The proposed 2016 budget is not reform-oriented, and genuine reforms might be visible only in the government's economic programme, which the European Commission will assess in May, and in the 2017 budget, analysts say.

The Croatian government adopted the draft 2016 budget at its meeting on Thursday, projecting revenues at HRK 114.9 billion, expenditures at HRK 122.4 billion and the deficit at HRK 7.5 billion or 2.2% of GDP.

The budget is based on the estimate that this year GDP will grow by 2%, after gaining 1.6% last year. The growth is expected to be underpinned by domestic demand, and foreign demand should also be positive, Finance Minister Zdravko Maric said.

The European Commission also expects the Croatian GDP to grow by about 2%, but domestic analysts are more cautious.

"Growth could eventually be less than 2% because we face a lot of external risks. I think this is a very optimistic estimate because it is based on an estimated increase in domestic and foreign demand.

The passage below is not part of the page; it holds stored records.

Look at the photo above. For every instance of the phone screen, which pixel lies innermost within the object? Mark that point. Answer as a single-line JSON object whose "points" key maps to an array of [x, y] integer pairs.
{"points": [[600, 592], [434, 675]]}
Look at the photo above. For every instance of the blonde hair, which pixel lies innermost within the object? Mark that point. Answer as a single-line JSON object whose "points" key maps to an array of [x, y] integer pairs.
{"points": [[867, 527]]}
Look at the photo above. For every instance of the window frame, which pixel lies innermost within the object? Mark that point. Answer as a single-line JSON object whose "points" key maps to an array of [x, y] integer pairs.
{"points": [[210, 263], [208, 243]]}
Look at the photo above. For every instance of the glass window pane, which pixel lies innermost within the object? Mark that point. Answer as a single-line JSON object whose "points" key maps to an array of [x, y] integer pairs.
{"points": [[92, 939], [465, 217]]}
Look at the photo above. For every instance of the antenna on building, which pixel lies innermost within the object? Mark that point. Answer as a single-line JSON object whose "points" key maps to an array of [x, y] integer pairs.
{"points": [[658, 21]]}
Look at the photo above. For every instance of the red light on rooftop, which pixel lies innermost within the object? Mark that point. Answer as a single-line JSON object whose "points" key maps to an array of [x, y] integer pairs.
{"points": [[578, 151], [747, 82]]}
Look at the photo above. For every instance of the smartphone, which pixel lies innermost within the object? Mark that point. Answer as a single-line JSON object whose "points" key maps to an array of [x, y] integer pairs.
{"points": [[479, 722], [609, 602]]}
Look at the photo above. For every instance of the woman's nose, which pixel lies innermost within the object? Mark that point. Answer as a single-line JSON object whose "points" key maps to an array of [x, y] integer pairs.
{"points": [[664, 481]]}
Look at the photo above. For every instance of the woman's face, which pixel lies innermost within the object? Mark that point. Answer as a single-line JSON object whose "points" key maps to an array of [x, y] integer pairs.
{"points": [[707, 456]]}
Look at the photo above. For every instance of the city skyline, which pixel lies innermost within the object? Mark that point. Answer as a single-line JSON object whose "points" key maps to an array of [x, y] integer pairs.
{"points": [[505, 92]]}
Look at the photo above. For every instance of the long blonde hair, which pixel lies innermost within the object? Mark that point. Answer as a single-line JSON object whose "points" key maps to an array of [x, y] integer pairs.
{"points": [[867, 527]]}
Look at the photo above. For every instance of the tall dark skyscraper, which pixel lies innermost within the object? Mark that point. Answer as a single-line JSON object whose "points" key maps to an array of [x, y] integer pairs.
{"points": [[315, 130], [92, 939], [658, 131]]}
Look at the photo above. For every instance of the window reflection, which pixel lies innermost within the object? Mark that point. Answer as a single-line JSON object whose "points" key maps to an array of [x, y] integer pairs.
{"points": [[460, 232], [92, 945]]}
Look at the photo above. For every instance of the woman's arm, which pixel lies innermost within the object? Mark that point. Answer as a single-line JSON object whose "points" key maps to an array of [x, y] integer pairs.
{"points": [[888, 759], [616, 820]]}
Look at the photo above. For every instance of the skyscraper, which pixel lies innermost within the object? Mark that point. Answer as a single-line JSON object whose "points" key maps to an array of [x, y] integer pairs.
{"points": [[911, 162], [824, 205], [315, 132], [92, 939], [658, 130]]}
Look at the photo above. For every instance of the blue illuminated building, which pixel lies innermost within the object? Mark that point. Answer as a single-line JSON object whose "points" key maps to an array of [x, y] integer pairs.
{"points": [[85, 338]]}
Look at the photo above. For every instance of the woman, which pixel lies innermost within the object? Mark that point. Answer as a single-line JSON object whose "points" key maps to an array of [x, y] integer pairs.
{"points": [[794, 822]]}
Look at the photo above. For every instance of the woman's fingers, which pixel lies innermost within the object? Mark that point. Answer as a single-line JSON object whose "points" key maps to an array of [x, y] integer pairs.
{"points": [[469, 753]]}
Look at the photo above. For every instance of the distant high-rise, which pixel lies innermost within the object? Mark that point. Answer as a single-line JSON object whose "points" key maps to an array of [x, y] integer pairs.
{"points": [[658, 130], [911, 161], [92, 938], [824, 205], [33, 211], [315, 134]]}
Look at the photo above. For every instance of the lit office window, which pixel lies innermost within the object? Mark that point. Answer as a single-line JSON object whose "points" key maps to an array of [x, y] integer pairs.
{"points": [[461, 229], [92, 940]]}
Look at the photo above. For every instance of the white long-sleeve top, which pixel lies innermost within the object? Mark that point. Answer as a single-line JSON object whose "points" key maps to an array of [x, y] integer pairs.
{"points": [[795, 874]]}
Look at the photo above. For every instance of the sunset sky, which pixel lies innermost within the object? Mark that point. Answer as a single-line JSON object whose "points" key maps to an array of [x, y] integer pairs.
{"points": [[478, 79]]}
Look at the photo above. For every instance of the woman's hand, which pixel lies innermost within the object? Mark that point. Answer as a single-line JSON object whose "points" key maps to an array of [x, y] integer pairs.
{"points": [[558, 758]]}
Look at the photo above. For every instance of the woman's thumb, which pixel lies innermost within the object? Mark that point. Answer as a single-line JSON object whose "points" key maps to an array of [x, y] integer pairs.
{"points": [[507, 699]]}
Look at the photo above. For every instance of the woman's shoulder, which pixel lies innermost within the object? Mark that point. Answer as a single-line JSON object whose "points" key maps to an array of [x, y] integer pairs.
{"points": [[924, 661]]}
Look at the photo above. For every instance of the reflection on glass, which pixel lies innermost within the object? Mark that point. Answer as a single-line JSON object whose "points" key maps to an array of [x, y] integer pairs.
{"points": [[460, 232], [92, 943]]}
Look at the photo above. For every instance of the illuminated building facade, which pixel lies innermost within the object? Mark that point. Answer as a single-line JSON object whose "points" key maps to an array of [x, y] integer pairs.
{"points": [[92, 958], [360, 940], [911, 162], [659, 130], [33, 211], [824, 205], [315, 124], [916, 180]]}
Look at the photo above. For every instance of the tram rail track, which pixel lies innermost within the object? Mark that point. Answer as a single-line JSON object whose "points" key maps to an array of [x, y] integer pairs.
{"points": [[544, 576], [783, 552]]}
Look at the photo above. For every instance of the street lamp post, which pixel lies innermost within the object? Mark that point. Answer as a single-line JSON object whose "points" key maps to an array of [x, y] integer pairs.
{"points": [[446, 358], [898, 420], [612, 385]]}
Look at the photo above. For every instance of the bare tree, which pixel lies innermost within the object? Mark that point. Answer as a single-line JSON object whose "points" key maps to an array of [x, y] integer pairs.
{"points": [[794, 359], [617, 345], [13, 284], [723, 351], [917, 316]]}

But increased domestic demand usually also means increased imports, so that net foreign demand this year cannot contribute to economic growth more significantly," said Hrvoje Stojic, chief of research at Hypo Alpe Adria Bank.

Stojic said that the budget and the economic guidelines showed that in fiscal consolidation the government was relying more on the economic cycle and GDP growth than on reducing expenditure.

While presenting the budget, Minister Maric said that the projected deficit of HRK 7.5 billion or 2.2% of GDP would be the lowest since 2008. However, with the addition of six extra-budgetary funds and local government units, the general government deficit climbs to 9.2 billion or 2.7% of GDP.

The total budget expenditure of HRK 122.4 billion is 3.8 billion higher than in 2015.

Stojic said that the government could have shown greater courage and political readiness by making cuts on the expenditure side of the budget because there was room for that. "If the price of freezing the wage and social transfers budget is avoiding the risk of increasing public-sector wages by 6%, then it can be said that the expenditure side of the budget, given the short manoeuvring time, is defined prudently."

He said that the greatest risks to achieving the budget targets lay on the revenue side of the budget, if the expected growth failed. Of the total planned revenue of HRK 114.9 billion, which is 4.7% higher than last year, taxes are expected to bring in HRK 68.9 billion, up 1.2%, while revenue from EU aid was estimated at HRK 9.7 billion, or 96.5% more than in 2015.

"It is understandable that there was no time for bigger reform moves in this budget. This budget is what it is and it is not a test of the fiscal credibility of this government. Its credibility will be shown in the coming months after it adopts its economic programme, which the European Commission will assess in May, and in the budget for 2017," Stojic concluded.

Economic analyst Damir Novotny said that he was not happy with the proposed budget, describing it as a continuation of the bad practice used over the last 15 years. He stressed that the budget should have incorporated some of the European Commission's recommendations.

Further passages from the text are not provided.